Monday, January 16, 2012

Signature Failure Rates -- Past statistics of invalid signatures in recall campaigns

With the Walker recall petitions due tomorrow, the petitioners will need 540,208 valid signatures to get on the ballot. According to reports, they will be handing in hundreds of thousands of signatures above that limit, which leads to a basic question -- how much of a cushion do the recall proponents need to qualify for the ballot? Let's examine some other examples to see what we know about signature failure rates.

Let's first start with the basic numbers.The 540,208 is derived from the 25% of the total votes cast in the 2010 gubernatorial election, which was 2,160,832. Wisconsin has 5.68 million people. As a point of comparison, Gray Davis' recall needed 897,158 signatures in a state of close to 36 million people. In California, the recall proponents turned in almost double the amount needed --1,660,245 signatures, of which 1,363411 were deemed valid. Doing some quick math on that one, the failure rate was a shade under 18%.

The other best point of comparison is the Wisconsin Senate recalls this past summer, but unfortunately, the data appears to be incomplete. Since there are nine, we won't discuss them all. Here's the GAB page and the  Ballotpedia link that lists the numbers handed in (which is an estimate -- they all didn't end up on a nice round number), and the number validated. The numbers don't fully add up -- not only the fact that some candidates have more than every single signature approved, but contemporary reports site divergent amounts of signatures handed in. For example the Dan Kapanke recall cites a huge error rate (30,000 handed in, only 21,776 valid -- a 27.5% failure rate). However, contemporary reports cite much different numbers (22,000 handed in) as well as for the other efforts. Did the GAB not check the remaining signatures once they approved the recall (in what may have been a two stage signature hand-in process?) I don't know, and it is strange that there is such a discrepancy. However, just to list it, there are two petitions with an alleged 25-27.5% failure rate, there are two (both Democrats) with a 17-18% failure rate, there are three with a 6-8%, and two with effectively zero.

These numbers should prove some comfort for the Democrats. Even if we take the likely incorrect figure of a 27.5 error rate for the Kapanke recall, the Walker petitioners would need a little less than 689,000 signatures to qualify. Since they had 500,000 half way through (though those signatures were the low hanging fruit), it could be that, as commentators and the Governor himself suggest, this will fly through without a problem.

Of course, there are other states to look at. This article lists a 10-15% signature error rate in a Michigan recall. And there are also examples of recalls with many more signatures being invalidated. In this Phoenix city council recall, over 5,000 signatures were handed in. The recall only needed 2,329. It didn't make it. The error rate was close to, if not over, 50%. 

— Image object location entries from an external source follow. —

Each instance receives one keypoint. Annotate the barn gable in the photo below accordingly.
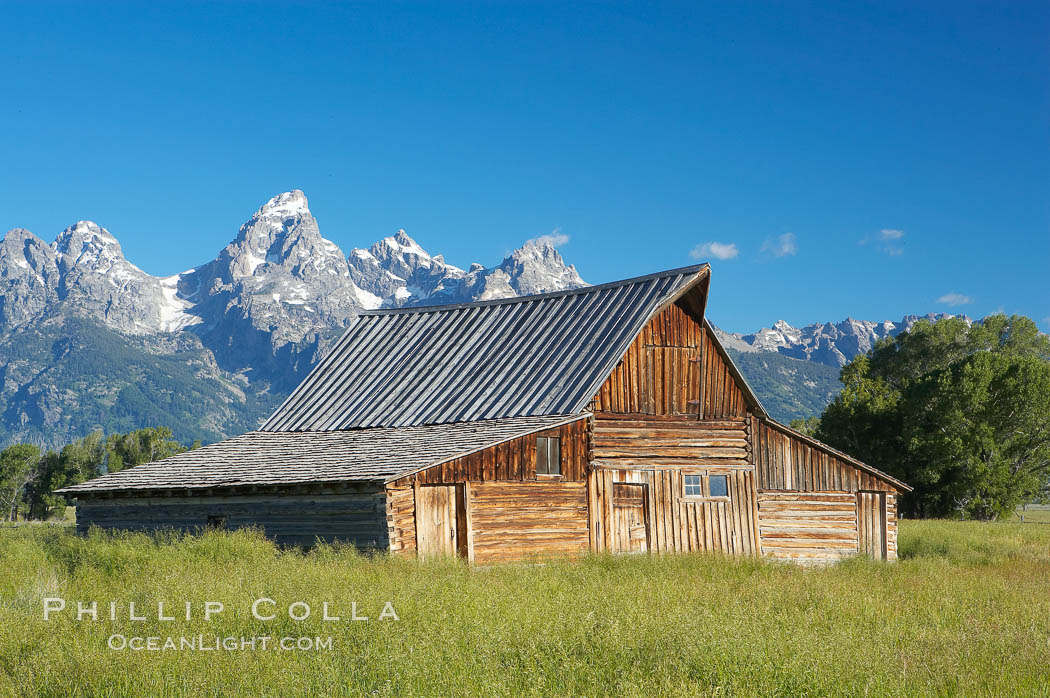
(536, 355)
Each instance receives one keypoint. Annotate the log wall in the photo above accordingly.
(657, 451)
(511, 461)
(784, 462)
(518, 521)
(289, 519)
(677, 523)
(807, 527)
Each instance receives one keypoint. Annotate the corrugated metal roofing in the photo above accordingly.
(536, 355)
(281, 458)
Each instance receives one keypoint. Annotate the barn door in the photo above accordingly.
(872, 524)
(630, 517)
(437, 521)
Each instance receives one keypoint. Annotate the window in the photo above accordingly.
(717, 486)
(548, 456)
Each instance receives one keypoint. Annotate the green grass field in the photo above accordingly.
(965, 612)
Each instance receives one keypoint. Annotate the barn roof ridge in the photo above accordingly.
(437, 308)
(536, 355)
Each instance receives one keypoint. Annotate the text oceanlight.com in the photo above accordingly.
(212, 643)
(261, 609)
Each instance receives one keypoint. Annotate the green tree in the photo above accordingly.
(960, 413)
(18, 470)
(807, 426)
(77, 462)
(125, 450)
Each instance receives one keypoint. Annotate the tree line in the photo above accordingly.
(960, 411)
(28, 476)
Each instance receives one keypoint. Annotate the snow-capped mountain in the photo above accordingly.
(830, 343)
(279, 275)
(252, 320)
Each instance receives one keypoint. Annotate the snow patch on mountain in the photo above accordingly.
(832, 343)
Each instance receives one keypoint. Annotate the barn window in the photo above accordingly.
(718, 486)
(548, 456)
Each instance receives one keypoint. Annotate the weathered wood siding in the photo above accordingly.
(807, 527)
(289, 519)
(516, 521)
(890, 526)
(511, 461)
(659, 373)
(509, 512)
(783, 462)
(646, 441)
(678, 523)
(401, 520)
(721, 396)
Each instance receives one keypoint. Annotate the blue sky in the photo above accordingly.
(830, 160)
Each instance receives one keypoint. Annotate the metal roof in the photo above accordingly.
(281, 458)
(534, 355)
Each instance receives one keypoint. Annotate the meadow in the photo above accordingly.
(965, 612)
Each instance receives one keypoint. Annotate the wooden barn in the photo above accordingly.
(604, 419)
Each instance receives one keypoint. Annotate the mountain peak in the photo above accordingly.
(400, 242)
(86, 241)
(289, 203)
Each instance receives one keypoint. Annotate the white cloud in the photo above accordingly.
(954, 299)
(716, 250)
(884, 238)
(783, 246)
(554, 238)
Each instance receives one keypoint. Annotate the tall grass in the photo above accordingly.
(965, 612)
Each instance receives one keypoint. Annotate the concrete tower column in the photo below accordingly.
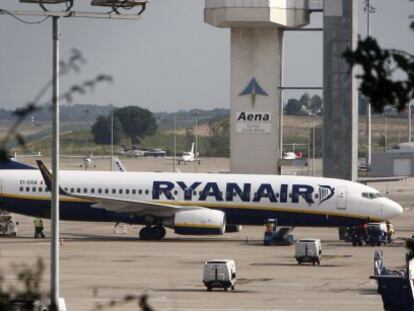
(254, 121)
(340, 119)
(256, 56)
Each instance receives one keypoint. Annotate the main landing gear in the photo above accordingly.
(152, 233)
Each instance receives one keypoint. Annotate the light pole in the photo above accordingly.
(369, 9)
(196, 143)
(175, 142)
(112, 140)
(409, 122)
(313, 149)
(116, 6)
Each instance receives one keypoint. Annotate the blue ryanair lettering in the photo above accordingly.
(304, 191)
(211, 189)
(162, 187)
(188, 190)
(243, 191)
(232, 188)
(283, 193)
(265, 191)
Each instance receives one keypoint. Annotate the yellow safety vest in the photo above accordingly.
(38, 222)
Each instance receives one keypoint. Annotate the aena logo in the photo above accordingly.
(253, 89)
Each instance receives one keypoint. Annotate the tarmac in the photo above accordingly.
(98, 265)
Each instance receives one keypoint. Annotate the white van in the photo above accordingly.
(220, 273)
(308, 250)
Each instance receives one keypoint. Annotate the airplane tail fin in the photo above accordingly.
(118, 165)
(47, 177)
(13, 165)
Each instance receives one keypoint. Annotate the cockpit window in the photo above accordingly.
(371, 195)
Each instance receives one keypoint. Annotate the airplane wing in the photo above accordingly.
(134, 207)
(72, 157)
(118, 165)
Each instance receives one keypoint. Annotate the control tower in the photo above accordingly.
(256, 72)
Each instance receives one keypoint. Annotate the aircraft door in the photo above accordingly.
(1, 190)
(341, 198)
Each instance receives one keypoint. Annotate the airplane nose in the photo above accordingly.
(394, 209)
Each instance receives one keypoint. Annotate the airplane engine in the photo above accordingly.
(200, 222)
(233, 228)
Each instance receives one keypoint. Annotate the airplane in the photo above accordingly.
(143, 152)
(131, 153)
(87, 160)
(290, 155)
(16, 156)
(192, 203)
(188, 156)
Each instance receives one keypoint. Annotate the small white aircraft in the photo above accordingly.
(290, 155)
(87, 160)
(132, 153)
(188, 156)
(16, 156)
(189, 203)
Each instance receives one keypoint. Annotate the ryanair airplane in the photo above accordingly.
(193, 204)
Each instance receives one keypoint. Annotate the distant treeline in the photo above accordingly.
(89, 113)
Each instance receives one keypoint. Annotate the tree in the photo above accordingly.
(305, 100)
(101, 130)
(137, 122)
(219, 139)
(293, 107)
(379, 81)
(316, 104)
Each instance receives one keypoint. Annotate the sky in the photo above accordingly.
(168, 60)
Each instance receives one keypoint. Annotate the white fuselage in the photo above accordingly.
(246, 199)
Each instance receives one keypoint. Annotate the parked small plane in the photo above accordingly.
(191, 203)
(16, 156)
(188, 156)
(290, 155)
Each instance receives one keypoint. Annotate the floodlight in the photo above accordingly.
(69, 3)
(121, 4)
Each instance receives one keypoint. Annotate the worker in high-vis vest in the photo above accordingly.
(38, 223)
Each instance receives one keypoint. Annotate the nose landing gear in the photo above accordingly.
(152, 233)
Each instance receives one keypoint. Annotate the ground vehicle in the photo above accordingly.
(275, 235)
(7, 226)
(220, 273)
(376, 234)
(358, 235)
(309, 250)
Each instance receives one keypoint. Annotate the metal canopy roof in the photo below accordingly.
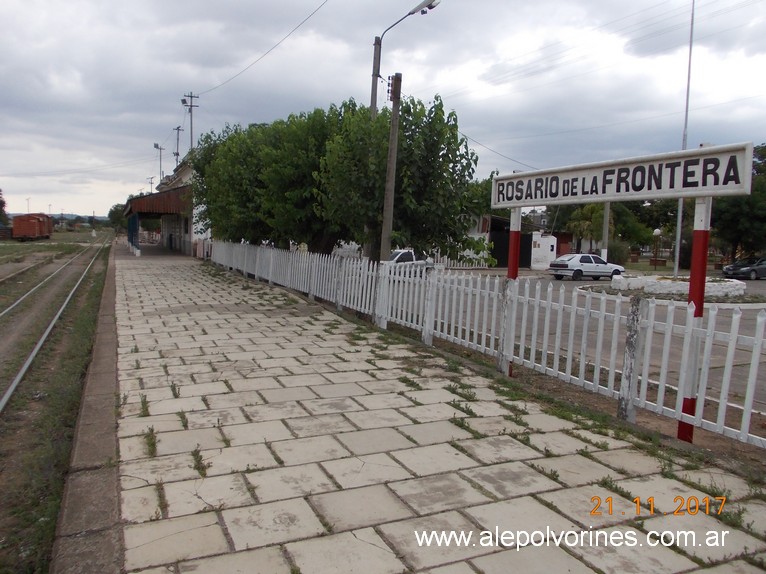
(172, 201)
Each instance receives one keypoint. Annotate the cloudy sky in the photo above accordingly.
(88, 87)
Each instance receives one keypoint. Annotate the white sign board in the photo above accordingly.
(701, 172)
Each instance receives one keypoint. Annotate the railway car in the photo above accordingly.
(32, 226)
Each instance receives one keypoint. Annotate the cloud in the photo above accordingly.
(91, 86)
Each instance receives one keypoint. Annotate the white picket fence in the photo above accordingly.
(646, 359)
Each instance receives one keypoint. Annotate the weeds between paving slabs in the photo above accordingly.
(653, 433)
(36, 435)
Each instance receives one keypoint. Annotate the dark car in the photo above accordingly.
(746, 268)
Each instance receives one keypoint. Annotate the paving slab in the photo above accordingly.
(663, 490)
(291, 394)
(575, 469)
(275, 411)
(334, 405)
(289, 482)
(140, 504)
(718, 480)
(735, 567)
(187, 440)
(377, 418)
(401, 535)
(363, 552)
(438, 493)
(204, 494)
(261, 561)
(252, 433)
(365, 470)
(431, 413)
(632, 462)
(243, 458)
(589, 506)
(311, 449)
(214, 418)
(271, 523)
(542, 422)
(434, 433)
(520, 514)
(703, 537)
(339, 390)
(433, 459)
(431, 396)
(493, 449)
(618, 556)
(373, 440)
(531, 560)
(494, 425)
(360, 507)
(172, 540)
(558, 443)
(510, 479)
(135, 474)
(319, 424)
(244, 398)
(754, 518)
(384, 401)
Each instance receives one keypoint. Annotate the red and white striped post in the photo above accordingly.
(702, 209)
(514, 251)
(514, 243)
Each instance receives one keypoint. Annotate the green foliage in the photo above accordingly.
(740, 221)
(116, 216)
(618, 252)
(318, 178)
(3, 214)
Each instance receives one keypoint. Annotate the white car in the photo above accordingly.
(408, 256)
(579, 265)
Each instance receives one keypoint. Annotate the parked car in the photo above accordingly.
(408, 256)
(577, 266)
(746, 268)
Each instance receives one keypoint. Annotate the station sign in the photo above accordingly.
(701, 172)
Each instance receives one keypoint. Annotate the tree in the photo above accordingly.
(116, 216)
(3, 214)
(434, 201)
(740, 221)
(319, 177)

Another recent matter is this on-going Las Vegas recall against City Councilman Steven Ross. The only contender on the ballot got on by two signatures (it was originally thought he didn't make it). They actually don't seem to analyze each signature, but take a sample and extrapolate (which would seem to be the basis of a lawsuit, but Ross has eschewed this option). California also uses a random sampling rule, though if the number falls between 95 and 110%, it gets the through search.

I'd love to give a rate on the recall that brought Walker into the Milwaukee County Executive's office, against Tom Ament in 2002, but hard numbers don't appear to be online. They may never have been checked by the Election Commission as Ament resigned before the recall took place and Walker in a special election to fill the seat.

There's also the possibility of a "blocking" campaign or deliberately false signatures.  This site, run by the people who claim to have gotten the Davis recall on the ballot, note that the Davis blocking campaign was extensive. Still, the blocking campaign failed. I don't think deliberately false signatures will have much of an effect -- the parties are keeping a running tally of whether the signatures look good. They will be able to weed out the obviously fake ones, especially after the Mickey Mouse controversy.

There's one other point that is worth considering. There may be more of an effort to examine these signatures than in other recalls. There also may be different numbers for Walker and for his LG (which is a separate recall petition). There's a lot of money in the coffers of both sides, and a lot of attention is being paid to this recall. This is not to say that other recall signature fights have been ignored. I'm sure they've been tough. But this could be more serious than any in the past. The Gray Davis recall may not have had the same level of scrutiny, simply because the signature amount was so overwhelming as to limit the value of a real fight by Davis. It could be the same thing happens here, but if the amount of signatures handed in is close (I would say sub-800,000) we could see a real fight on our hands.


  1. The average joe signing recall petitions is fairly innacurate at filling in the forms. Middle initials that do not match with signatures, illegible names and addressess, etc. Ignoring fraud, my inclination is for the error rate to easily exceed 25%

  2. I helped collect quite a few signatures here in Wisconsin this winter. Twenty to 25 per cent sounds about right as a failure rate. There may be other areas of life that wouldn't pass close scrutiny either.